Sunday, April 24, 2022

The Terranauts

Author: T. C. Boyle
Publisher: Harper Collins 2016


I somehow remembered  T. C. Boyle.  I initially thought Boyle was one of the authors recommended by P. B. Jayasekera.  After buying the book I checked P.B.'s list of books and he did not recommend Boyle.  Only later did I realize that Boyle was recommended by Caitlin O' Connell.  

In a desert in Arizona eight people are going to live inside a glass dome.  It has "a rainforest", "a savanna", "a desert'', "an ocean with a beach", and “marsh”.  There are wild animals as well as domesticated animals.  The eight people, four men and four women will live under the glass for one year.  They are mimicking life on Mars and have to be self-sufficient.  The eight people have different expertise and they have to work together if they want to survive the whole year.  Opening the hatch before the year is up is unthinkable.  They were selected from a highly competitive selection process and there were very disappointed people who did not make the cut. They are known as Terranauts.
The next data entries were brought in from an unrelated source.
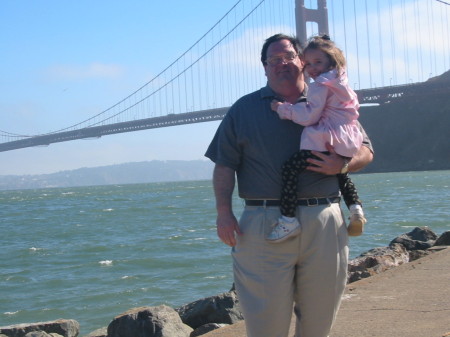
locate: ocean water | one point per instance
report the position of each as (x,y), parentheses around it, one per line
(91,253)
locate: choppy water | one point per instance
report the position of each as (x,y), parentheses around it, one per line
(91,253)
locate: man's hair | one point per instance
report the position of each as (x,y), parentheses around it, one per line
(277,37)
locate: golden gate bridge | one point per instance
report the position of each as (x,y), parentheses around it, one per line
(393,48)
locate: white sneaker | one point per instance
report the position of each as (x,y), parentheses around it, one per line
(283,230)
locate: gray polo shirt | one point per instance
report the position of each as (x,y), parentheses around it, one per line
(255,142)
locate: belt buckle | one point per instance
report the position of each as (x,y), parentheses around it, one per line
(312,204)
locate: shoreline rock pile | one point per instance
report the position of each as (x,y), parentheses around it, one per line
(207,314)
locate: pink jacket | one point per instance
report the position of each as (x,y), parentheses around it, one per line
(329,115)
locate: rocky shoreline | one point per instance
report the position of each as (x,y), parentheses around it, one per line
(199,317)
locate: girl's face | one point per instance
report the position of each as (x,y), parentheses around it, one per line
(316,62)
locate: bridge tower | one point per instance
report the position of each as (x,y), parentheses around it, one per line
(304,15)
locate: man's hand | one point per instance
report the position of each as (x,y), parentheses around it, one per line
(329,164)
(227,228)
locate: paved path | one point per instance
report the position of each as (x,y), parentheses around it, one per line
(412,300)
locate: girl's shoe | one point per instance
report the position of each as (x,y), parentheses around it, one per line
(356,226)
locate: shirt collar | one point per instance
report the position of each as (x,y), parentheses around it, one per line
(268,93)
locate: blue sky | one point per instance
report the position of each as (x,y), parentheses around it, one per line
(65,61)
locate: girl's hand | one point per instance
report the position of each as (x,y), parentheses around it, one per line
(274,105)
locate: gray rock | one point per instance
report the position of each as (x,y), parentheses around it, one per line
(62,327)
(42,334)
(102,332)
(160,321)
(417,254)
(206,328)
(376,261)
(420,238)
(443,240)
(222,308)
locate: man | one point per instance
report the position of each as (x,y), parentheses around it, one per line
(307,272)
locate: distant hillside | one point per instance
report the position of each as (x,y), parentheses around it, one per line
(409,134)
(129,173)
(412,133)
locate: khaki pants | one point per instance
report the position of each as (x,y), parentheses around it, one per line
(307,273)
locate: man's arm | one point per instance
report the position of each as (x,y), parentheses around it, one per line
(333,163)
(227,225)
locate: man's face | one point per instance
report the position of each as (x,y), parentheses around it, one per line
(283,66)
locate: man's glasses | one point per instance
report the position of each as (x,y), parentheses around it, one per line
(286,58)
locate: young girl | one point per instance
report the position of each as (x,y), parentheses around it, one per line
(329,116)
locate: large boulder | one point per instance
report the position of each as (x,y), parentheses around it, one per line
(420,238)
(160,321)
(443,240)
(376,261)
(62,327)
(42,334)
(222,308)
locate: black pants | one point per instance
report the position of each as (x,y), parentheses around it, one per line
(290,173)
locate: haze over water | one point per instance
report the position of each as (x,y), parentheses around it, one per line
(91,253)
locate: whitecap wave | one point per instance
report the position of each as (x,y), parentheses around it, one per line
(106,262)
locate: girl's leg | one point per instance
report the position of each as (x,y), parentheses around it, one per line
(290,172)
(348,190)
(351,198)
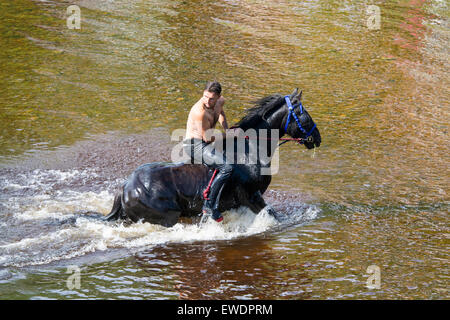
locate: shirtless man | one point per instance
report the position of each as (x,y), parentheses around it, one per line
(202,117)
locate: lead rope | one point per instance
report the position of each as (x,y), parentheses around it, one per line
(206,192)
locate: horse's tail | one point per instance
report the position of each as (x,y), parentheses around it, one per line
(117,210)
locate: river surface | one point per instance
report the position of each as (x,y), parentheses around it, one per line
(81,109)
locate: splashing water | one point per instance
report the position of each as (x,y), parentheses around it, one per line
(49,226)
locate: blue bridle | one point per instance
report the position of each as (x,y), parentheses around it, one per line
(308,135)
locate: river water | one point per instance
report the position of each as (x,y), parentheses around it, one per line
(81,109)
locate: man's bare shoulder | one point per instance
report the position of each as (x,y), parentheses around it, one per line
(197,112)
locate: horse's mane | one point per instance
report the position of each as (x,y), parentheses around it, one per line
(258,112)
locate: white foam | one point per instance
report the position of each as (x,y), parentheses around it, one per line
(80,235)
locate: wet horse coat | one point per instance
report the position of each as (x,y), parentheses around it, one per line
(163,192)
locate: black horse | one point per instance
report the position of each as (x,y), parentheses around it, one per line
(162,192)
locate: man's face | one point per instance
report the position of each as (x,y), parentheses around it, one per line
(209,99)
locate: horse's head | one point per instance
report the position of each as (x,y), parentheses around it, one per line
(298,123)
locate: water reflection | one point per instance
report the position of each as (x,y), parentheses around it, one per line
(379,97)
(249,269)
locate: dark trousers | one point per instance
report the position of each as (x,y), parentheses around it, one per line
(205,153)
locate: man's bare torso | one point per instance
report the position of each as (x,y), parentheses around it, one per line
(201,118)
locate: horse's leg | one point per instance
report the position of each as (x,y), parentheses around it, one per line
(257,204)
(116,211)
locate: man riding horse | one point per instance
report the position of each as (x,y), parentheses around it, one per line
(198,145)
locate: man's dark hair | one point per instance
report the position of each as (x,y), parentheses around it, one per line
(214,86)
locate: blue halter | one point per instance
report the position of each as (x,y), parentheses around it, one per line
(309,138)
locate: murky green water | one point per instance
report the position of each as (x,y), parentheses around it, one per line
(379,182)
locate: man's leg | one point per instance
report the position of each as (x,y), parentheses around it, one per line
(217,160)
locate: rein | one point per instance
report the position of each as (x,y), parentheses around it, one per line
(309,137)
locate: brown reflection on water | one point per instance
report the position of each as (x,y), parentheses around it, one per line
(237,269)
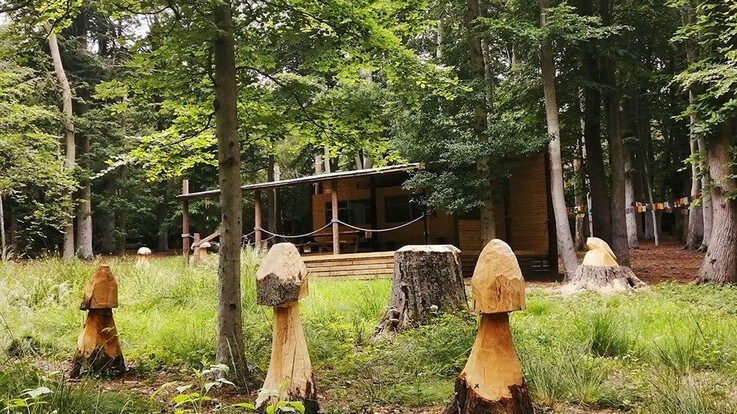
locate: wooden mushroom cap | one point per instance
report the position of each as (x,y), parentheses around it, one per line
(101,291)
(282,277)
(497,284)
(599,254)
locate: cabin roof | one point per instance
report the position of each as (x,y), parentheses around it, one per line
(310,179)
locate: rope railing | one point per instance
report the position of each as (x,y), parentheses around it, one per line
(297,236)
(382,230)
(312,233)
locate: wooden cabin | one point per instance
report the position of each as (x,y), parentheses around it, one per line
(380,217)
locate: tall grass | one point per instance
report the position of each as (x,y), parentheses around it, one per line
(668,351)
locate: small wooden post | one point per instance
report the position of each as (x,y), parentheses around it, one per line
(195,247)
(185,221)
(98,348)
(257,218)
(2,228)
(281,281)
(334,205)
(426,219)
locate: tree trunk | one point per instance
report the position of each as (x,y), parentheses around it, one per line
(720,262)
(616,151)
(579,189)
(707,210)
(600,214)
(483,165)
(106,225)
(427,280)
(629,200)
(3,245)
(84,209)
(70,149)
(566,251)
(230,348)
(695,234)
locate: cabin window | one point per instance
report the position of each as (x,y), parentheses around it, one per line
(355,212)
(399,209)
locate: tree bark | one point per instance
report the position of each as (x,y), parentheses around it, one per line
(600,214)
(427,280)
(629,200)
(616,150)
(695,234)
(579,198)
(707,210)
(68,125)
(230,348)
(3,250)
(720,262)
(483,165)
(84,208)
(566,251)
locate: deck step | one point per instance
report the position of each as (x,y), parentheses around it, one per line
(381,264)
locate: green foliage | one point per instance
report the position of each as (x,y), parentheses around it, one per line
(33,182)
(713,72)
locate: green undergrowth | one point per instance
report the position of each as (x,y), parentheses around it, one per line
(668,351)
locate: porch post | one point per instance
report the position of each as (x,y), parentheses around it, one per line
(185,221)
(425,218)
(334,205)
(257,217)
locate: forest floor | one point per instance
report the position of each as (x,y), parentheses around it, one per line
(667,351)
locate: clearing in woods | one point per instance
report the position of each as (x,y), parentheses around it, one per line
(670,350)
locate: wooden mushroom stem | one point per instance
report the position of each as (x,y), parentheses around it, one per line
(492,380)
(290,368)
(98,348)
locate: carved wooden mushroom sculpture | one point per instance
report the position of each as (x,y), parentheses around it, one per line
(202,251)
(142,256)
(492,380)
(280,282)
(98,348)
(600,272)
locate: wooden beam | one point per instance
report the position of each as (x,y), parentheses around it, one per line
(211,237)
(392,169)
(185,221)
(334,205)
(257,217)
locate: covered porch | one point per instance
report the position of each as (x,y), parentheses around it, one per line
(359,218)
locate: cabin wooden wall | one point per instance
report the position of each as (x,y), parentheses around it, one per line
(521,214)
(442,226)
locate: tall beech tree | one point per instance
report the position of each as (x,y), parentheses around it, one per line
(566,250)
(230,346)
(713,76)
(70,148)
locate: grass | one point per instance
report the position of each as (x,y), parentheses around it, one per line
(668,351)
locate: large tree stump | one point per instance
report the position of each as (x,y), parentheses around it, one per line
(280,282)
(601,273)
(427,280)
(98,348)
(492,380)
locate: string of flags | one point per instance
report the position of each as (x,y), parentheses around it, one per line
(638,207)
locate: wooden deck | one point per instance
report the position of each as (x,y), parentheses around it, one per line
(351,265)
(381,264)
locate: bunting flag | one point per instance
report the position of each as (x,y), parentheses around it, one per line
(638,207)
The story is told by three narrators, two inside and one outside.  The book was highly addictive and I finished the 500+ page book without switching to another book while reading it.  I was reminiscing about the book for several days after finishing it.  I could get my mind off of it only by starting to read another book.

Anthony Doerr had a similar theme in his latest book Cloud Cuckoo Land.  But he was not as successful as Boyle with the plot.  Boyle is definitely the better writer.

I am copying the following form the cover of the book since I can not think of a better way to say the same thing.

"T. C. Boyle indelibly inhabits the perspectives of the various players in this survivalist game, probing their motivations and illuminating their integrity and fragility to illustrate inherent fallibility of human nature itself."

T. C. Boyle won the PEN/Faulkner award in 1988 for his novel "World's End".   His novel "The Harder They Come" won the inaugural Mark Twain American Voice on Literature Award in 2016.  He is the distinguished professor of English emeritus at the University of Southern California.